Parent PLUS and Pell Grant Changes
Parent PLUS loans face new annual caps of $20,000 per dependent child with a $65,000 aggregate limit — a significant reduction from the previous policy allowing borrowing up to full cost of attendance. New Parent PLUS borrowers will also lose access to income-driven repayment plans and Public Service Loan Forgiveness.
On a positive note, Pell Grants are being expanded to cover short-term workforce training programs lasting 8 to 15 weeks in fields such as nursing assistance, early childhood education, and automotive mechanics. The maximum Pell Grant for 2026-27 is $7,395, with prorated amounts for shorter programs. However, the program also tightens eligibility by closing the so-called “Pellionaire loophole” and restricting grants for students receiving other aid that covers full attendance costs.

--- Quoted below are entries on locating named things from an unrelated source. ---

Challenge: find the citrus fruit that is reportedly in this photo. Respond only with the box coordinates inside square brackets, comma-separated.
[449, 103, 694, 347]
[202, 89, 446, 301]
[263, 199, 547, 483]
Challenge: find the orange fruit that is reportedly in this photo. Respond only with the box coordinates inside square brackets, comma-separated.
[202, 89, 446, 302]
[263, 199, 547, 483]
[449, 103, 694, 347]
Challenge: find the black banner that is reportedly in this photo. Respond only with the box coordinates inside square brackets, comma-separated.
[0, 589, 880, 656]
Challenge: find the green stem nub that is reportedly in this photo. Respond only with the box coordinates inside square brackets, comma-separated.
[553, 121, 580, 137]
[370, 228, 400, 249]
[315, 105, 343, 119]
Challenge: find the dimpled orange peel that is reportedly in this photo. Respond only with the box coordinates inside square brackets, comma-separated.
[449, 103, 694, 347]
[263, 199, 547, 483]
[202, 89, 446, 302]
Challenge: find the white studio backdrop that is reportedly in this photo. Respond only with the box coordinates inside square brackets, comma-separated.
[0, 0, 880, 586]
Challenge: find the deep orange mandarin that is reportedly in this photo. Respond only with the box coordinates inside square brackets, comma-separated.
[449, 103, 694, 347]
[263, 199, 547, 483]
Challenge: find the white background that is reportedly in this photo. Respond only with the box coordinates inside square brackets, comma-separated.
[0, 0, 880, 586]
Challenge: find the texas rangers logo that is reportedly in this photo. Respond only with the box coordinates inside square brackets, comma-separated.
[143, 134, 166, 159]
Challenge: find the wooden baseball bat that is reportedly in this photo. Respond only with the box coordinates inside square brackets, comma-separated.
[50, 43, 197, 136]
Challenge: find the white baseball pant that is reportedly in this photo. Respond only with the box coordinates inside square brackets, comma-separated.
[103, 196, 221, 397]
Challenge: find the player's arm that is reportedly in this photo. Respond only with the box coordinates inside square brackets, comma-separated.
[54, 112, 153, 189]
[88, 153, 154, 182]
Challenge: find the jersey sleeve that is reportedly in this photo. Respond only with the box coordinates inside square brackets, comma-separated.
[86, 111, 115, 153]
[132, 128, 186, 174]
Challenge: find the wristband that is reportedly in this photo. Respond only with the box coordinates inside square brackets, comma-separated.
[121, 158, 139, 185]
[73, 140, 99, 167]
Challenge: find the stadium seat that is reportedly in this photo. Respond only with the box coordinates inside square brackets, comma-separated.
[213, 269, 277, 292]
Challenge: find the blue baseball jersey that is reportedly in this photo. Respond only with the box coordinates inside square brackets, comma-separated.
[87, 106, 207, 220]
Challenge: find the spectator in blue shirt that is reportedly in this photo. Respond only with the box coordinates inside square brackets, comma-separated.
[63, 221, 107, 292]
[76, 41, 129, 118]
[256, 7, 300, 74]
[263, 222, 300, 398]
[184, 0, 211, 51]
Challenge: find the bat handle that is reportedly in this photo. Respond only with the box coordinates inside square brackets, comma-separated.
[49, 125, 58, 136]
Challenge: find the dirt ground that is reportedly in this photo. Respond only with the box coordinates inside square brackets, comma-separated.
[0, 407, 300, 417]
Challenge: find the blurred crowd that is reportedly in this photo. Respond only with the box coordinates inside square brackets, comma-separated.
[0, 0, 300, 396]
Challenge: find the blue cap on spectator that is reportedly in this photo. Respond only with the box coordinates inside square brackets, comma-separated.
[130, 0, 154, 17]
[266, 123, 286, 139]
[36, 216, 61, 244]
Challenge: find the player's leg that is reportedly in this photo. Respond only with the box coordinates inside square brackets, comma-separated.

PSLF and Legal Uncertainty
Public Service Loan Forgiveness remains available, with IBR, ICR, PAYE, and the new RAP all qualifying. However, a controversial new rule allows the Education Department to deny forgiveness to workers whose employers engage in activities with “substantial illegal purpose,” defined by the department as including “terrorism, child trafficking, and transgender procedures.” Boston, Chicago, and other cities sued over the rule in late 2025, and the legal fight continues.
What Borrowers Should Do Now
Experts urge all borrowers to take immediate action. Winston Berkman-Breen, legal director of the advocacy group Protect Borrowers, advises: “If you have not been paying attention to your loans for four, five, six years, totally understandable. But now is the time to make sure your contact information is up to date. Make sure you have your login with studentaid.gov.”
Borrowers can use the Education Department’s Loan Simulator to compare repayment options. With the 90-day clock for SAVE borrowers starting July 1 and multiple plans being phased out by 2028, the window for making informed choices is narrowing fast.
“These are the most changes we have seen at this scale in a very long time,” Austin said.